Tight money policy wajib sifatnya! Sebelum dibelanjakan, 50% penerimaan gaji langsung disisihkan di tabungan untuk pelunasan hutang. Semua penerimaan lain juga masuk tabungan tersebut. Kedua, menghindari aktivitas yang tak perlu seperti pergi ke mall kecuali untuk belanja bulanan atau ada kebutuhan. Yah, pengeluaran untuk makan di luar ternyata menguras kantong. Yang harusnya bisa 3x makan di rumah, Â hanya sekali makan di resto. Selain itu adalah kemana-mana membawa botol minum sendiri.
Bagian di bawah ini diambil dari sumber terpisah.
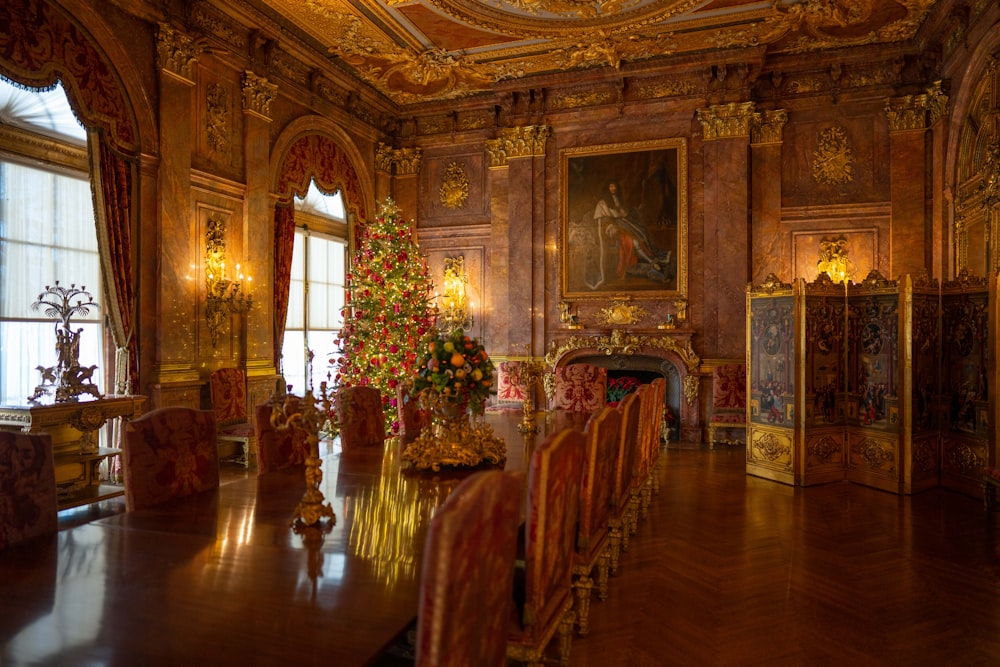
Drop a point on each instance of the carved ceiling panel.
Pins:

Selain ramah lingkungan dengan meminimalisir sampah plastik, membawa wadah minum sendiri juga menghemat uang. Dan terakhir, cicilan uang muka pembelian apartemen pun saya lepas agar tak punya kewajiban yang sebenarnya tak perlu. Syukurlah ada teman yang bersedia takeover. Hutang pun lunas sebelum target 1 tahun. Ya, disiplin anggaran sangat penting. Kebiasaan hidup hemat ini juga dalam rangka belajar mengubah gaya hidup setelah pensiun secara gradual.
Mental
Persiapan mental lebih penting lagi. Post power syndrome terjadi karena seseorang tidak siap dengan transformasi dari karyawan (terutama pejabat) menjadi pensiunan. Yang biasanya dihormati karena punya jabatan, bisa memerintah anak buah , dan tiap hari punya jadwal tetap dari pagi sampai sore bahkan malam apalagi yang sering bepergian keluar kota, harus kehilangan itu semua. Â Keuntungan menetapkan sendiri kapan akan pensiun adalah kita lebih siap karena kita menyusun action plan atas kesadaran sendiri, bukan dipaksa keadaan atau umur.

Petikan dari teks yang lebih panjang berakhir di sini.